Ryan McVay/Photodisc/Getty Images
"Is that ... a dwarf star? Wait: who pointed this thing at a bag of marshmallows?!"
A cellphone signal can interfere with the telescope. The spark plugs in gas-powered engines would be too disruptive, so everyone drives diesel-powered cars, because they don't have spark plugs. Green Bank has only one microwave, and it's locked in a cage that dampens its radioactive signatures. Flipping through the radio dial will result in station after station that plays 24/7 blocks of your favorite hits, such as "Nothing" and "Dead Silence" and "Hey, I think I Got Somethi- ... No, Wait. It Was Nothing."
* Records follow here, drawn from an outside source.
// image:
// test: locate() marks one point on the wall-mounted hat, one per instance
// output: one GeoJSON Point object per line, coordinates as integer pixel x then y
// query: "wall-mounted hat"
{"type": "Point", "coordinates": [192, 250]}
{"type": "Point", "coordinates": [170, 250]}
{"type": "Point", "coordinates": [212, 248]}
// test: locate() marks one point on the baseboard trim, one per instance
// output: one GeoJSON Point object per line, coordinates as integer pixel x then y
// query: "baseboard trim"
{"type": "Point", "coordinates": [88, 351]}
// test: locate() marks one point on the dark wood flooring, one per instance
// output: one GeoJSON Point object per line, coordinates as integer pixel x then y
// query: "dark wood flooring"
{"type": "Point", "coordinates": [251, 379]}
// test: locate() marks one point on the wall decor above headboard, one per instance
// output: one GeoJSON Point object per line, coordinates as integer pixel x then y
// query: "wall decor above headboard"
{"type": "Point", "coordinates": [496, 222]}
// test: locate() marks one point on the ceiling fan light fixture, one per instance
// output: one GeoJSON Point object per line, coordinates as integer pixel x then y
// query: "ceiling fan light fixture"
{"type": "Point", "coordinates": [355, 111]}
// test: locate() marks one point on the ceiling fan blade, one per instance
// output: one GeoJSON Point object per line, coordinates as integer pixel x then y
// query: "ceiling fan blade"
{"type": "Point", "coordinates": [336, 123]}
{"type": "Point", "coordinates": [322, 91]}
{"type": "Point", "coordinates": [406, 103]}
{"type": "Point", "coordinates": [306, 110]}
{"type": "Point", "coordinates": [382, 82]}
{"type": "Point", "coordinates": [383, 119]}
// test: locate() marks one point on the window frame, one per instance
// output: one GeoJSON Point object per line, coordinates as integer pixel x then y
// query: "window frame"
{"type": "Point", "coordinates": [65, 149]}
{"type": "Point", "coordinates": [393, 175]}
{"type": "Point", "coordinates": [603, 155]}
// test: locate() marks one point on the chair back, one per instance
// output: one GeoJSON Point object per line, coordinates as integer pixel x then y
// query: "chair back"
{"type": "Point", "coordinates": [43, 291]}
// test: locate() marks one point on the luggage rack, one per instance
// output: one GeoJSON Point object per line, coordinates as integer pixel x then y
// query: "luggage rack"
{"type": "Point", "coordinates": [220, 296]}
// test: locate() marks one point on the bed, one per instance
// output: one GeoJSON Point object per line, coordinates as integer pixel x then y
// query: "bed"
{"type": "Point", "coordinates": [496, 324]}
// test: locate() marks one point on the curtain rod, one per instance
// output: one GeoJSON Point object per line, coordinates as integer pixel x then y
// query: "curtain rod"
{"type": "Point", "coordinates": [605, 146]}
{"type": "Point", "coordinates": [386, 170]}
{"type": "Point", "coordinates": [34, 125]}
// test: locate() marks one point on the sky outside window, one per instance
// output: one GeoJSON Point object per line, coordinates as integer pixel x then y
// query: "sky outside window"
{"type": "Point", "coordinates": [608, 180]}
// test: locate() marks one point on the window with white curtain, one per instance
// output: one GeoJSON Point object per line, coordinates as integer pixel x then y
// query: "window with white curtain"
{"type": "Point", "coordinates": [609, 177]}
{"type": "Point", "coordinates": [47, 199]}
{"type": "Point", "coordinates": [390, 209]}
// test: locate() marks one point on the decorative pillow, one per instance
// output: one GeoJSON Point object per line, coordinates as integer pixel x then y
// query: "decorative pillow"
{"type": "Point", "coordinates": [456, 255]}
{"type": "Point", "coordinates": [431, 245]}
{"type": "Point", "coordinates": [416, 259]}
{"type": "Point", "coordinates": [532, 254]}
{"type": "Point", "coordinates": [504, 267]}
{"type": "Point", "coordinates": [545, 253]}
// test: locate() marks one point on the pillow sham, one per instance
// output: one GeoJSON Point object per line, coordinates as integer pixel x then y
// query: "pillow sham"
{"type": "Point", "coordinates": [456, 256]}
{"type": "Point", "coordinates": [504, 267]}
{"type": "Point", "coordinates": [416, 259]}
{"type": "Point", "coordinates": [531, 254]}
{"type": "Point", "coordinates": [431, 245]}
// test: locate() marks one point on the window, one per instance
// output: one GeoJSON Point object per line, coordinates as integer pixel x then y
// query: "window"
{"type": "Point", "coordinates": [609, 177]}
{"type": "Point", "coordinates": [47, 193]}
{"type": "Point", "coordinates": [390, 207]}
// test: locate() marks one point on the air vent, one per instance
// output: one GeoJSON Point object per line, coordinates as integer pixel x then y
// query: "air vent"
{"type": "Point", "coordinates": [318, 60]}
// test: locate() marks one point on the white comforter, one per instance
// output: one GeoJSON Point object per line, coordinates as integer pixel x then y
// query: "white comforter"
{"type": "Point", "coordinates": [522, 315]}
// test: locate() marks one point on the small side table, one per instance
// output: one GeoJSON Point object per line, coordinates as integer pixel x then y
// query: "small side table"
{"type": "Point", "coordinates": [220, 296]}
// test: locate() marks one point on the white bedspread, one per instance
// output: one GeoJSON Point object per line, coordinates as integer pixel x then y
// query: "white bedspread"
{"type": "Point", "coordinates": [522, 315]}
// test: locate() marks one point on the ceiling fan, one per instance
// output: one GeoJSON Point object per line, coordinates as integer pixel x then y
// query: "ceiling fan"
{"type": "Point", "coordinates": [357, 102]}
And yes, people actually live there. Some of those people move there specifically because it's within the National Radio Quiet Zone. Over the years, Green Bank has become something of a safe haven for people with electromagnetic hypersensitivity, a sickness that's brought on by the electromagnetic waves emitted by pretty much everything that has electricity running through it. It also might be complete bullshit, which is why so many of Green Bank's natives hate all the electromagna-sensa-whatevers flocking to their little tech-less town.